Job Service asserts that, even if Rainey did not act in self-defense, she is entitled to benefits because her “poor judgment in striking a retaliatory blow does not constitute misconduct.” We have recognized that “[a]n isolated hotheaded incident certainly will not necessarily result in disqualification of unemployment compensation benefits because of ‘misconduct.’ ” Blueshield, 392 N.W.2d at 74. But the “retaliatory blows” at issue in most of the “isolated hotheaded incident” cases relied on by Job Service were relatively minor acts of violence in comparison to Rai-*379ne^s actions. See, e.g., Guest v. Administrator, Unemployment Comp. Act, 22 Conn.Sup. 458, 174 A.2d 545 (1961) [claimant struck supervisor who was verbally harassing him]; Garguilo v. Unemployment Appeals Comm’n, 642 So.2d 784 (Fla.Ct.App.1994) [claimant threw pen-sized radio at coworker who had verbally harassed him]; General Asphalt Co. v. Harris, 563 So.2d 803 (Fla.Ct.App.1990) [claimant hit coworker on hand with shovel for throwing hot asphalt pebbles at him]; Toney v. Francis, 618 So.2d 597 (La.Ct.App.1993) [claimant threw carton of milk at coworker who hit her in the back as she passed by]; Demech v. Bd. of Review, Dept. of L. & I., 167 N.J.Super. 35, 400 A.2d 502 (1979) [claimant threw meat roast at coworker who was verbally harassing her].
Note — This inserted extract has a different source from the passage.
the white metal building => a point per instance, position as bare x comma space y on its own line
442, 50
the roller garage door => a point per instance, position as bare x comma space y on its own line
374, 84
In Anderson v. Florida Unemployment Appeals Comm’n, 517 So.2d 754 (Fla.Ct.App.1987), also relied on by Job Service, the claimant, who cut the coworker slightly on the hand with a knife after being struck in the ribs with a two-by-four, was found eligible for benefits. To the extent Anderson can be interpreted as equating the attempted use of deadly force with “poor judgment” and an “isolated hotheaded incident” that will not disqualify a claimant from receiving unemployment benefits, we decline to follow it. Rainey attempted to use deadly force against a restrained coworker. Although Rainey may have momentarily “lost it,” we do not believe her excessively violent actions properly belong in the “isolated hotheaded incident” genre of cases.
Rainey was aware of ProServe’s policy against fighting. She grabbed a' butcher knife and had to be restrained from attacking Lesmeister. Even though Lesmeister was the initial aggressor, Rainey’s escalation of the encounter into a life-threatening situation constituted misconduct evidencing a willful disregard of her employer’s interests.
The position Job Service seeks to have us adopt recognizes little or no proportionality between the incident provoking a need for self-defense and the appropriate response to that need. Under these facts the use of a butcher knife is unjustified and disproportionate to the need to defend. Characterization of the use of the knife as an isolated incident trivializes the magnitude of the seriousness of Rainey’s actions.
We conclude that Job Service’s conclusions of law are not sustained by its findings, and its decision cannot be supported by those conclusions of law. The district court judgment is affirmed.
SANDSTROM, J., concurs. MESCHKE, J., concurs in the result. MICHAEL O. McGUIRE, District Judge, sitting in place of LEVINE, J., disqualified.